Roland-Garros: grande fan du PSG, Parry n'a pas du tout envie de jouer en même temps que la finale contre Arsenal
Roland-Garros: grande fan du PSG, Parry n'a pas du tout envie de jouer en même temps que la finale contre Arsenal

Après six éliminations consécutives au troisième tour du Grand Chelem, Diane Parry a enfin dépassé ce seuil en battant l’Américaine Li (tête de série 30) puis Anisimova (classement 6 monde) sur le court central de Roland‑Garros.

Un déclic mental soutenu par l’encadrement

Julie Coin, coach de la Française et ancienne joueuse classée 60 e mondiale, décrit une progression de confiance : « Parry a compris que la pression d’Anisimova pouvait être gérée, qu’elle possédait les armes techniques et mentales pour la vaincre. » L’entraîneuse souligne également que l’ancienne quête du « beau tennis » a laissé place à une approche plus pragmatique, où chaque jeu moyen se transforme en solution, même au prix d’un geste inhabituel.

Le passage d’une main au revers à deux a renforcé le sentiment de « cocon » du joueur sur le Central, tandis que la réussite à Melbourne 2024 contre Mirra Andreeva, où Parry a mené 5‑2 au troisième set avant de perdre, a été citée comme leçon formatrice pour surmonter les moments décisifs.

Roland‑Garros, terrain familier

Originaire de Nice mais élevée à Boulogne‑Billancourt, la joueuse évolue à quelques minutes du stade de Roland‑Garros. « Les repères familiaux et l’appui du public créent un avantage psychologique considérable, » précise Coin.

Le court Philippe‑Chatrier, qualifié de « jardin », a déjà porté deux victoires majeures à Parry. Elle espère que le soutien des supporters continuera à influencer les échanges, comme l’attestent ses déclarations « le Central me porte bonheur ».

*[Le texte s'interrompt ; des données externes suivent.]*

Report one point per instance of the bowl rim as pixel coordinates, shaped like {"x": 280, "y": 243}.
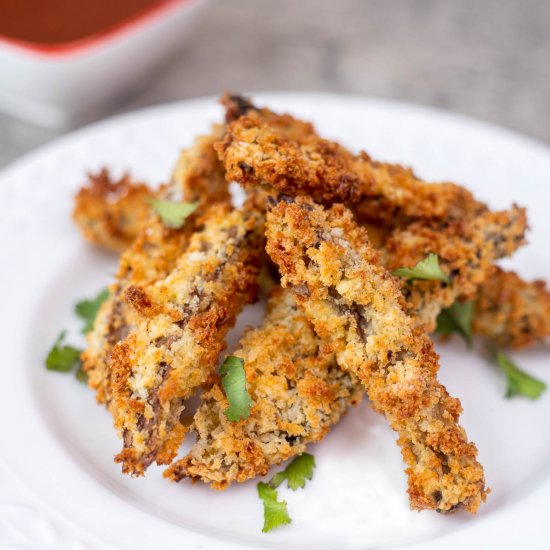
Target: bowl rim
{"x": 131, "y": 25}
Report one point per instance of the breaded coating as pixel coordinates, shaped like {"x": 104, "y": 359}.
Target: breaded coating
{"x": 511, "y": 312}
{"x": 198, "y": 176}
{"x": 174, "y": 348}
{"x": 283, "y": 153}
{"x": 355, "y": 304}
{"x": 298, "y": 392}
{"x": 467, "y": 250}
{"x": 110, "y": 213}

Enjeux du huitième de finale

Parry affrontera la Polonaise surprise Maja Chwalinska (rang 114 WTA) en huitième de finale. La dynamique du tirage donne à la Française l’opportunité de renforcer son classement, avec une progression prévue d’au moins 38 places après le week‑end.

Un atout supplémentaire : le mari de Julie Coin entraîne Alice Ramé, qui a déjà observé Chwalinska en qualification, offrant à Parry des informations tactiques précieuses. En cas de victoire, le tableau ouvre la porte à un éventuel quart contre Ekaterina Potapova (tête de série 28) ou Veronika Kalinskaya (tête de série 22).

Le contraste entre les débuts difficiles et la confiance actuelle montre que Parry a désormais les clés pour transformer chaque passeport en avancée concrète, avec le Central comme catalyseur.